Yes. Teachers in North America are not respected or paid as professionals. The typical university acceptance criteria to become a teacher is very low. The pay is rock bottom.
Great teachers exist too but generally teachers are not experts in anything, including teaching.
this place is filled with people who are motivated to learn for themselves which creates a huge sampling bias.
You will see this come up in all sorts of discussion and i find it enlightening as to how exactly the decisions behind modern software are made.
Too many here fail to realise that real life has all sorts of edge cases and exceptions, including bad teachers.
Claiming that most teachers aren't experts is just another example of this. One student learns more about one narrow topic and then dismisses the teacher's broader, but shallower knowledge as being that of a non-expert.
Typical of the general population, myself included.
> One student learns more about one narrow topic and then dismisses the teacher's broader, but shallower knowledge as being that of a non-expert.
Perhaps you're talking about me (I said teachers are generally not experts in anything).

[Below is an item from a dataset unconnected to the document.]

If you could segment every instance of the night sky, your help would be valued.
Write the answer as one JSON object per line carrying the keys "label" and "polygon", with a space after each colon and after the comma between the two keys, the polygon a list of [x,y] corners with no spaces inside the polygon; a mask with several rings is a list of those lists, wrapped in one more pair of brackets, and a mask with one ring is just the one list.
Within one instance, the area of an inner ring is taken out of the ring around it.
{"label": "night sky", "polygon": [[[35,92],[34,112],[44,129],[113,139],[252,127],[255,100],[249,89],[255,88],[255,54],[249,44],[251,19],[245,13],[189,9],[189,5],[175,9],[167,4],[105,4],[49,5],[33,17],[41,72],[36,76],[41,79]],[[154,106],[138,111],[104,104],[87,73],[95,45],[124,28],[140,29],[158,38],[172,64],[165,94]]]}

I was a teacher for a few years and got a master's degree in education. That doesn't mean I'm right but I don't think it's smart to dismiss people on the internet as "probably just some dismissive student with narrow expert knowledge". I don't think I'm "general population" on this subject.
Teaching in North America has low professional requirements and even lower pay. The profession gets almost no respect. As a result, experts in anything (including experts in education) are pushed out of the career because it's a shitshow.